Samstag, 28.08.2021 / 13:13 Uhr

Brief aus Panjshir: Wir ergeben uns nicht

Von
Thomas von der Osten-Sacken

Im unwegsamen Panjshir Tal nördlich von Kabul organisiert sich nicht nur Widerstand gegen die Taliban, sondern dort sitzt, der gültigen afghanischen Verfassung zufolge, auch die legitime Regierung. Denn Vizepräsident Amrullah Saleh ist, anders als sein Vorgesetzter, nicht außer Landes geflohen.

Zusammen mit Ahmed Massoud versucht aus Panjshir Milizen und Soldaten zu reorganisieren. Dies hat nicht eine symbolische und militärische Bedeutung, sondern ist politisch auch deshalb relevant, weil es einigen, die dies zu gerne jetzt tun würden, Probleme bereitet, die Taliban als neue Regierung anzuerkennen. In afghanischen Botschaften, zum Beispiel in Tadschikistan, erklärte man Saleh seine Treue. Auch Indien, das im Vormarsch der Taliban einen Sieg seines Erzfeindes Pakistan sieht, dürfte Panjshir unterstützen.

Und da dieser Widerstand momentan die einzige Alternative zu den Taliban in Afghanistan ist, dürfte es eigentlich nicht schwerfallen, ihm Unterstützung, welcher Art auch immer, zukommen zu lassen.

Dem Spiegel hat Saleh nun einen Brief geschrieben, in dem er die Lage aus seiner Sicht darstellt:

Die Vereinigten Staaten und die Nato hätten die Kosten, die auf ein Minimum gesunken waren, problemlos tragen und die Anwesenheit der 2500 Soldaten im Land aufrechterhalten können. Das haben sie nicht getan. Jetzt bezahlen sie den Preis dafür mit ihrer Glaubwürdigkeit und dem Verlust ihres weltweiten Ansehens. Ich bin mir nicht sicher, ob sie die Tragweite wirklich verstehen.

 

Es gibt jedoch noch immer eine Lösung: Drohen Sie Pakistan mit konkreten Sanktionen, fordern Sie eine politische Lösung. Erkennen Sie die legitime Herrschaft des nationalen Widerstands in Pandschir an und bieten Sie diesem Ihre moralische und politische Unterstützung an.

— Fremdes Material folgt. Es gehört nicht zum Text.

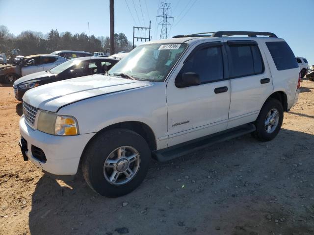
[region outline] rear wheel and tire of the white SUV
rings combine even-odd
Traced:
[[[278,118],[271,118],[275,114],[275,111],[278,112]],[[270,115],[269,115],[270,114]],[[274,116],[275,117],[275,116]],[[266,121],[268,124],[266,125]],[[282,104],[277,99],[268,99],[255,121],[256,131],[252,135],[260,141],[271,141],[279,133],[281,126],[284,120],[284,109]],[[271,125],[274,123],[274,125]],[[277,125],[275,125],[277,123]],[[271,128],[269,129],[269,126]],[[267,130],[266,130],[267,129]]]

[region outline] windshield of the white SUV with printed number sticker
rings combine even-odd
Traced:
[[[162,82],[178,61],[187,44],[147,44],[134,48],[117,63],[109,75],[128,74],[138,80]]]

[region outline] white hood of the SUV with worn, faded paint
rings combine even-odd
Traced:
[[[36,108],[57,112],[60,107],[79,100],[152,84],[154,82],[95,74],[53,82],[30,89],[23,96],[23,100]]]

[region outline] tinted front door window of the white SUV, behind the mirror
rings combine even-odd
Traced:
[[[223,58],[221,47],[206,47],[196,51],[185,61],[180,75],[184,72],[196,72],[201,83],[223,79]]]

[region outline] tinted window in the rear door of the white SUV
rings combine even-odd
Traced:
[[[229,47],[230,78],[260,74],[263,61],[257,45],[233,45]]]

Für uns geht es nicht um die Anzahl von Truppen und Kämpfern. Es geht um unseren politischen Willen, unsere Entschlossenheit und die Akzeptanz unserer eigenen Legende und Geschichte. Wir sind hier, um die Werte und die Würde der afghanischen Menschen zu verteidigen, um für das Recht von Mädchen und Frauen zu kämpfen, damit sie sie selbst sein können und nicht nur ein identitätsloser Schatten von Männern. Wir sind hier, um den afghanischen Pluralismus und die Vielfalt zu verteidigen. Wir sind am Hindukusch, im Pandschir, aber wir führen einen Kampf für ganz Afghanistan.